It is trivial to show that $p(p-2k)+k^2$ is a square. Simply $p(p-2k)+k^2 = (p-k)^2.$ Starting with $k = 1$ we get next square larger than $p(p-2k)$ is $(p-k)^2$ and the distance to it is $k^2$.

However, at some point this fails to be true. For example, take $p = 41$. Then $41(41-2*8) + 8^2 = 33^2$ and similarly for all $k$ smaller than 8. But $41(41-2*9) = 943$ and $943 + 9^2 = 32^2 > 31^2 = 943 + 18$. Thus the next square larger than $41(41-2*9)$ is not $(41-9)^2$.

Note also that the distance of $943$ to the true next square is not a square itself, unlike it was for smaller $k$.

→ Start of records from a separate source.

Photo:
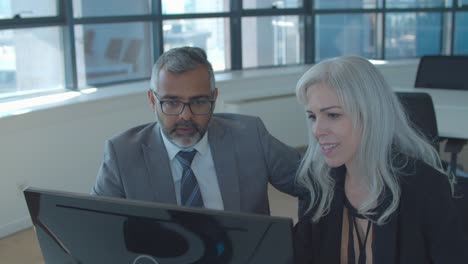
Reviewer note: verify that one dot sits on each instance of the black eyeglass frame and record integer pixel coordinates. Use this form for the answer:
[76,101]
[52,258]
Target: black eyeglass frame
[184,104]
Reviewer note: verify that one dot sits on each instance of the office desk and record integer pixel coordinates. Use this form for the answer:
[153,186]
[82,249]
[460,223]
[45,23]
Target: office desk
[451,108]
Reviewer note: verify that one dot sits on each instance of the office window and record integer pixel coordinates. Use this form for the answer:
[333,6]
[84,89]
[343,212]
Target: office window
[210,34]
[31,61]
[112,52]
[347,4]
[194,6]
[414,3]
[462,3]
[258,4]
[268,41]
[346,34]
[27,9]
[412,34]
[461,33]
[84,8]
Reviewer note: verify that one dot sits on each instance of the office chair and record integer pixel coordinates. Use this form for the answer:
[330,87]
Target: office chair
[420,110]
[444,72]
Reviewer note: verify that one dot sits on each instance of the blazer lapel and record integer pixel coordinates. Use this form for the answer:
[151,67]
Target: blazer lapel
[159,170]
[224,158]
[385,244]
[330,227]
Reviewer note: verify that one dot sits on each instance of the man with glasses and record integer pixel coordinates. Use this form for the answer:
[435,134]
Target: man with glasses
[191,156]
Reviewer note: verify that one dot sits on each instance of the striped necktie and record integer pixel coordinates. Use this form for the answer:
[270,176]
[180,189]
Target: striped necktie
[189,190]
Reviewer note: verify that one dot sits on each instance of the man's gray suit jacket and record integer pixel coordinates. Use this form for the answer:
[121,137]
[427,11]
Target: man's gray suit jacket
[245,155]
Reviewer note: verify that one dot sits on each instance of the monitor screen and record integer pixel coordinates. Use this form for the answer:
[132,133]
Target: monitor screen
[78,228]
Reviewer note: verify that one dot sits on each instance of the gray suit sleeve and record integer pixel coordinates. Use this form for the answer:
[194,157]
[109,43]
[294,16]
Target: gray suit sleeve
[108,182]
[282,162]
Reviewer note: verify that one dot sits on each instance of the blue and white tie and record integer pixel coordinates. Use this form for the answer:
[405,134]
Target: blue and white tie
[189,190]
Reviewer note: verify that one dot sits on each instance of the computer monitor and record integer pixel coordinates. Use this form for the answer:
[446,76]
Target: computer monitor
[78,228]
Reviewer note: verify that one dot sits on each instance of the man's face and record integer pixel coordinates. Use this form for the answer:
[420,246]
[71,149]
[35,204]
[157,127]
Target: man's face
[186,128]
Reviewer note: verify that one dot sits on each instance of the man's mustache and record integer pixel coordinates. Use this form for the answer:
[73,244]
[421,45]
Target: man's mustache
[185,123]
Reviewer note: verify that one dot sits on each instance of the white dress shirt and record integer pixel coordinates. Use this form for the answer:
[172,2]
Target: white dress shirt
[203,168]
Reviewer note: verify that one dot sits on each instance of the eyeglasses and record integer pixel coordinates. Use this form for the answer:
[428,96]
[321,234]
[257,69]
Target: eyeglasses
[176,107]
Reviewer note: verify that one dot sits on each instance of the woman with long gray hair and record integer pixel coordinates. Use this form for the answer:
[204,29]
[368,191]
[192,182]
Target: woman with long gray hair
[377,191]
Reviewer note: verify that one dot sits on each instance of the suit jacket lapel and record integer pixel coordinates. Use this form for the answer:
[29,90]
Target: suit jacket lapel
[385,244]
[159,170]
[224,158]
[331,225]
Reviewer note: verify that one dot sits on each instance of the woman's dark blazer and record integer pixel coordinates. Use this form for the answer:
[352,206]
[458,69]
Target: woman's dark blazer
[426,228]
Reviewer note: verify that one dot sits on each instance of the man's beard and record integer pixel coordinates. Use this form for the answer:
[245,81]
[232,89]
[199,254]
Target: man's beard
[184,141]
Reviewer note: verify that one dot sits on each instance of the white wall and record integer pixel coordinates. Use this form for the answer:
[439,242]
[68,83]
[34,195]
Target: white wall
[60,147]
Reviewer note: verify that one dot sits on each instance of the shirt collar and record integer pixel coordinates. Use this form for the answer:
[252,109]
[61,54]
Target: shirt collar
[202,146]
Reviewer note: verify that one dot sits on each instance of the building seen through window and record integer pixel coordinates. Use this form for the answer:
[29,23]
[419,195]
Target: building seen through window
[116,41]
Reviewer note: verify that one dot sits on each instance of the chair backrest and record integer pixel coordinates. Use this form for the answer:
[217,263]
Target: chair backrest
[420,111]
[461,200]
[443,72]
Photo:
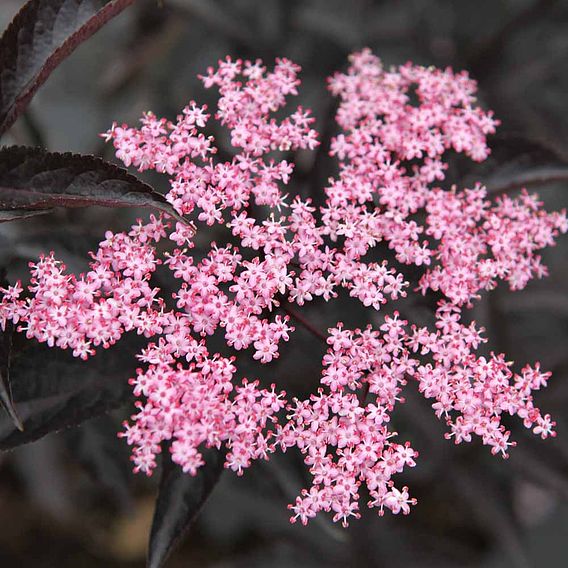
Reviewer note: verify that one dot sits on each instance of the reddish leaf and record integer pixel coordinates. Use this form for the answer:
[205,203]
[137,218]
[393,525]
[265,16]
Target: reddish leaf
[39,38]
[33,179]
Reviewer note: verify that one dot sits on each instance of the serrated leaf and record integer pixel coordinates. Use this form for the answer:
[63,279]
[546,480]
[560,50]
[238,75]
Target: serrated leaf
[54,390]
[5,354]
[33,179]
[38,39]
[180,498]
[16,214]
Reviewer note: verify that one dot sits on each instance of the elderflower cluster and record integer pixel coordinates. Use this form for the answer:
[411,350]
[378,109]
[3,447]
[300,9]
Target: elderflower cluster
[397,129]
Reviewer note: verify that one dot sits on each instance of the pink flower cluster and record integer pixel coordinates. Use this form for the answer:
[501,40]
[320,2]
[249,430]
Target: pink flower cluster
[398,127]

I would like to prove that $\forall \, p>2, \, p \in \mathbb P$ the largest $a, \, 0<a<p$ for which the distance to the next square larger than $a p$ is a square itself is $(p-2k)$ where $k$ is the largest such number that the true next square of $p(p-2k)$ is $(p-k)^2$.

As for why I think this would be the case. If $a$ is as described, we get $$a p + k^2 = (p-2k)n+k^2 = p^2 - 2k p + k^2 = (p-k)^2.$$ Thus $$a p = (p-k)^2-k^2.$$ Then note that $$a p = a^2 \left( \left(\frac{p-k}{a} \right)^2 - \left(\frac{k}{a}\right)^2 \right)$$ and so $$\frac{p-k+k}{\gcd(p,a)} = p$$ and $$\frac{p-2 k}{\gcd(p-2 k,a)} = 1.$$ As expected, we get only the two trivial divisors. I have a suspicion that if we could find $a$ which didn't fulfill the condition I wish to prove, it would lead to us discovering nontrivial divisors of $p$, which is impossible. But I would like some ideas or a possible counterexample, than you.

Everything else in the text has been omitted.